Particularly hard hit are those who are self-employed, in temporary work, or in jobs that don’t provide employer-based health coverage. With nobody to negotiate on their behalf, these folks now are at the total mercy of the insurers.

Starting in 2014, the new federal health care law will stop insurance companies from charging people more money on the basis of their health status. But Californians also need the state to do something to prevent unjustified rate increases to all consumers. If costs keep going up, it will drive Californians to drop coverage and delay needed care.

California regulators have been looking at insurers’ rate filings with new scrutiny since the federal health law was passed. And they discovered many problems -- from math mistakes to unsubstantiated claims.

Last January, Aetna Inc. and Anthem Blue Cross scaled back planned premium hikes after state Insurance Commissioner Dave Jones found the proposed increases as excessive. The California Department of Managed Health Care (DMHC) reviewed the proposed rate hikes and determined them to be "unreasonable,"The insurers could have stood their ground, but luckily didn’t, saving 865,000 policyholders from having to spend inordinate amounts.

Even so, more than 120,000 Anthem Blue Cross policy holders' rates went up earlier this month an average of 16 percent. What makes it so galling is that the company has been making record profits for three straight years.

Of course, there is no silver bullet to check rising health care costs, but AB 52 could provide one essential tool to check unjustified rate increases. Other states with a similar law have proved how effective a tool it can be. Six months after Colorado enacted prior approval legislation in 2008, nearly half of the proposed rate increases sought by insurers were denied or withdrawn because they were not justified.

Oregon, which strengthened its prior approval authority in 2010, has agreed to lower-than-requested health insurance rates in half of the cases it has reviewed, saving consumers and small businesses more than $25 million. New York reinstated its prior approval authority last year, after a study concluded that, "New York's deregulation of health insurance premiums has resulted in excessive rate increases that force many New Yorkers to pay more for health insurance than they should, and force some to drop coverage altogether."

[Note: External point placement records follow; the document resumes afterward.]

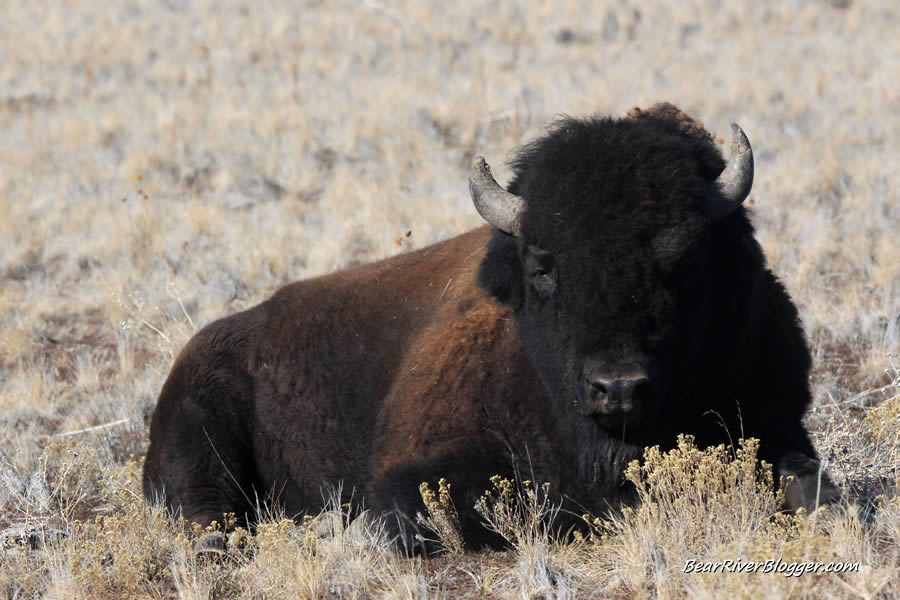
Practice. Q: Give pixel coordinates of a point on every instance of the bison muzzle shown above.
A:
(617, 299)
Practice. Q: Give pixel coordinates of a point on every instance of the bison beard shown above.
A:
(619, 299)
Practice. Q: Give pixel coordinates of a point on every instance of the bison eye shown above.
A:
(543, 283)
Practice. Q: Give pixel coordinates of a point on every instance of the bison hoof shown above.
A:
(211, 545)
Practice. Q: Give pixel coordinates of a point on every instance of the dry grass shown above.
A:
(164, 164)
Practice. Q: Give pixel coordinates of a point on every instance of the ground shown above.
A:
(163, 164)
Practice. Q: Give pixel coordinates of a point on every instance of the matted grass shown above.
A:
(165, 164)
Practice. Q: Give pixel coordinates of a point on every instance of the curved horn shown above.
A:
(735, 181)
(498, 207)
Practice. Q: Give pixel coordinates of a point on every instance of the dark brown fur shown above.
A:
(445, 363)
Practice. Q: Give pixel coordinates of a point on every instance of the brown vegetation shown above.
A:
(162, 165)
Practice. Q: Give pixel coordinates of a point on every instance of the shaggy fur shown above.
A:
(452, 362)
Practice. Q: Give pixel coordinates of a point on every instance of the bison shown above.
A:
(617, 299)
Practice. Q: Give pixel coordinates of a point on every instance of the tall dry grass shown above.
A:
(164, 164)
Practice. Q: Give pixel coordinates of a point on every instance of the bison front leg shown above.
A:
(806, 485)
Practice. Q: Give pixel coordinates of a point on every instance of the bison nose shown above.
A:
(622, 393)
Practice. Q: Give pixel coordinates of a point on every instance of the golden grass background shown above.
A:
(166, 163)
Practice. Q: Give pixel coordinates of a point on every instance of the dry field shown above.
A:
(166, 163)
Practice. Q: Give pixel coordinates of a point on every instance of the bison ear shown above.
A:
(500, 273)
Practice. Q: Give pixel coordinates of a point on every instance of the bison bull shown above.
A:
(619, 299)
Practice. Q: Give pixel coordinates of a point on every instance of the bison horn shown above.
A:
(498, 207)
(735, 181)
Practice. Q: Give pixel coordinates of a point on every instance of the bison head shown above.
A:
(603, 249)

Prior-approval authority will give California the ability to zero in on the underlying causes for rate increases and to force insurers to detail what steps they are taking to hold down costs. Regulators will also be able to determine whether insurers are padding their books to justify higher rates.

It' s time for California’s legislators to give our regulators the power to hold insurers accountable when they try to increase their profits at the expense of our health.